Abstract

Complex Craniosynostosis in a patient with Kabuki Syndrome

 

Darisel Ventura Rodriguez, Marla C. Fortoul, Marissa Dallara, Brian Macias Martinez; Mentor: Dr. George Kamel, MD

Dr. Kiran C. Patel College of Allopathic Medicine, Nova Southeastern University, Davie, USA

 

​​Introduction: Kabuki syndrome (KS) is a rare genetic disorder that can affect multiple organ systems of the body. It commonly presents with various abnormalities including growth delays, abnormal facial features, intellectual disability, short stature, and skeletal abnormalities. KS is associated with two mutations, the more common being an autosomal dominant mutation in the KMT2D gene and less frequently an X-linked dominant mutation in the KDM6A gene. This case details a unique occurrence of abnormal head shape and craniosynostosis (CS) in a child with KS. Currently, there are only eight other studies discussing patients with both KS and CS. Furthermore, we introduce the term Complex Craniosynostosis in the presentation of this patient. This case report could have implications for the underdiagnosis of CS in patients with KS.

 

Methods: We described a 12-month-old male child with KS showing signs of posterior plagiocephaly and microcephaly who after a Head Computed Tomography is found to have metopic and sagittal synostosis.  The patient is treated for craniosynostosis using a cranial vault reconstruction approach.

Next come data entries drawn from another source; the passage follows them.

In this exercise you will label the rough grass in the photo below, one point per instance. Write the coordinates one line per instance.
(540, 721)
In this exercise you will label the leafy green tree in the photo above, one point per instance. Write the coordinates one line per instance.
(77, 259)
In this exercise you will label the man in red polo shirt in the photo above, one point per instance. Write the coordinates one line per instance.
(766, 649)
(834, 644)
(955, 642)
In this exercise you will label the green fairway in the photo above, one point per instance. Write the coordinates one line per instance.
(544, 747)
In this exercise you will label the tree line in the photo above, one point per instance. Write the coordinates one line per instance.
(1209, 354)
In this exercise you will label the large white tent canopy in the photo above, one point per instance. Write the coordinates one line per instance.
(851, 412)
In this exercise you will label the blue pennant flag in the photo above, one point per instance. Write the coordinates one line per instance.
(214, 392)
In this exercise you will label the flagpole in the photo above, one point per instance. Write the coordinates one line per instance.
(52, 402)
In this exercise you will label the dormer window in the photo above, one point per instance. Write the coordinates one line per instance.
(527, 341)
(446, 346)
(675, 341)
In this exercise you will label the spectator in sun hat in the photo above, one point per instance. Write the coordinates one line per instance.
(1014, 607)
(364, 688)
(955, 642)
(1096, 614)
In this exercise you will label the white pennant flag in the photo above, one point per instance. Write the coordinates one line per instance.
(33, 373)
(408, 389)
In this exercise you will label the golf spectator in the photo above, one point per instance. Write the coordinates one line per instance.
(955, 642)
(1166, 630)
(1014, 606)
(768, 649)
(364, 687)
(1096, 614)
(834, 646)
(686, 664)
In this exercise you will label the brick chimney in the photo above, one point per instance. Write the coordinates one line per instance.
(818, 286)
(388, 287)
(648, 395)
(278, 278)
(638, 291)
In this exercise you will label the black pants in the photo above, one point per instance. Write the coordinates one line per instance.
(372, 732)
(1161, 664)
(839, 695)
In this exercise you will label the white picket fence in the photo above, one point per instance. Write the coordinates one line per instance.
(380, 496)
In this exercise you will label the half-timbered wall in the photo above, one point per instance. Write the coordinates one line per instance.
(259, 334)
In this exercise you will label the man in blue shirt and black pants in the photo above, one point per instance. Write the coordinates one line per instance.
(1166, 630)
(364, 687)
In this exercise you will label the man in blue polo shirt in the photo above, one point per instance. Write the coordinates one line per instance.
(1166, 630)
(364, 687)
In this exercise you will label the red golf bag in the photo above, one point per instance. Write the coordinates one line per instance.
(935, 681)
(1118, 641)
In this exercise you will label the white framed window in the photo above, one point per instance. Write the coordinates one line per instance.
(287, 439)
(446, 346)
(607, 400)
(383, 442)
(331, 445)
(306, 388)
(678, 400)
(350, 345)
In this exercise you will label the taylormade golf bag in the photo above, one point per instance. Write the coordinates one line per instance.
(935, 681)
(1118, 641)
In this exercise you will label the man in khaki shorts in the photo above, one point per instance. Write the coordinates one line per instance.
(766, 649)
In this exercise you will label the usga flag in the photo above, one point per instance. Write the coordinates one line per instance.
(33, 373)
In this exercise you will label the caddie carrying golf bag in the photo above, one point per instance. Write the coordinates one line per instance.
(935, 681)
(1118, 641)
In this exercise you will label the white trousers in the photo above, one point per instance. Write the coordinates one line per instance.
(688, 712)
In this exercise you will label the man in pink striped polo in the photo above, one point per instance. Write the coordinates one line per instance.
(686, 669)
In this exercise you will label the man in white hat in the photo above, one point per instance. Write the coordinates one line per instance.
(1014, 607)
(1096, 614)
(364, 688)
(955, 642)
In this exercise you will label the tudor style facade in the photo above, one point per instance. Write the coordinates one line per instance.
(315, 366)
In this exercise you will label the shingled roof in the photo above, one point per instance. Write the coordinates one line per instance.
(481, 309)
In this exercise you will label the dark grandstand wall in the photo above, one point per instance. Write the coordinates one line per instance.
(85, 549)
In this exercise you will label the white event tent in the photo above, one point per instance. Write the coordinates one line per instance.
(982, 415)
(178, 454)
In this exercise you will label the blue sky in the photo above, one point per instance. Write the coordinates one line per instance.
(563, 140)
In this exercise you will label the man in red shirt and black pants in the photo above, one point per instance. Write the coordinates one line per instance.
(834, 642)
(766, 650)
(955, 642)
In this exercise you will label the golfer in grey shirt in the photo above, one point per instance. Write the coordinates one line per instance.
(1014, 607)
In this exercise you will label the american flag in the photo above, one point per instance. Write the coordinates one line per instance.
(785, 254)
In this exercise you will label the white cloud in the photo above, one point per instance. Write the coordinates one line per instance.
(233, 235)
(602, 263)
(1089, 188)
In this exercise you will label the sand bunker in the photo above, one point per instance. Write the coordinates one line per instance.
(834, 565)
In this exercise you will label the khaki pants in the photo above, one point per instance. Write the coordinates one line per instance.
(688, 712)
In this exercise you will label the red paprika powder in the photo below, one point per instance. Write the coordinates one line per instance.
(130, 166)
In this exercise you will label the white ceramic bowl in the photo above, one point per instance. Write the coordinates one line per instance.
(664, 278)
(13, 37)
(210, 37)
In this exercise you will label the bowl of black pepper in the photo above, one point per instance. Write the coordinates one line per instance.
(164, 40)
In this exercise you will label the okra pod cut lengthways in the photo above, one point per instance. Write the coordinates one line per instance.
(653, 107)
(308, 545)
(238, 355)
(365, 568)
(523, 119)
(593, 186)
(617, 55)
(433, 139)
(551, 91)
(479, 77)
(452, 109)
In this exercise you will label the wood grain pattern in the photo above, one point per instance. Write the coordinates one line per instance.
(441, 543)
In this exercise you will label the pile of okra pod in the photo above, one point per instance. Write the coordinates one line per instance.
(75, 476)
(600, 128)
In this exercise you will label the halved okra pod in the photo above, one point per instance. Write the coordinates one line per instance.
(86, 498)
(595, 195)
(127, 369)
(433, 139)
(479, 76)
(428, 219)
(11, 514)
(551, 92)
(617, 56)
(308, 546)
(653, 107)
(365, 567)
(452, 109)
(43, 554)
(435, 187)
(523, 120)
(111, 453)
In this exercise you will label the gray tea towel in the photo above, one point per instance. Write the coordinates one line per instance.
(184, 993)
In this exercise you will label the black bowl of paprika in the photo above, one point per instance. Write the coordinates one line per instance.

In three months, the patient was placed on helmet therapy to correct his head asymmetry.

 

Outcomes: Our findings show head asymmetry correction following cranial vault reconstruction surgery and orthostatic helmet therapy.

 

Discussion: Our case report points towards a correlation of CS among KS patients which might suggest underdiagnosis of CS among these patients. X-rays or CT scans should be administered to patients with KS and microcephaly regardless of head symmetry. Lastly, patients with plagiocephaly benefit from adjuvant orthostatic treatment as seen in our patient.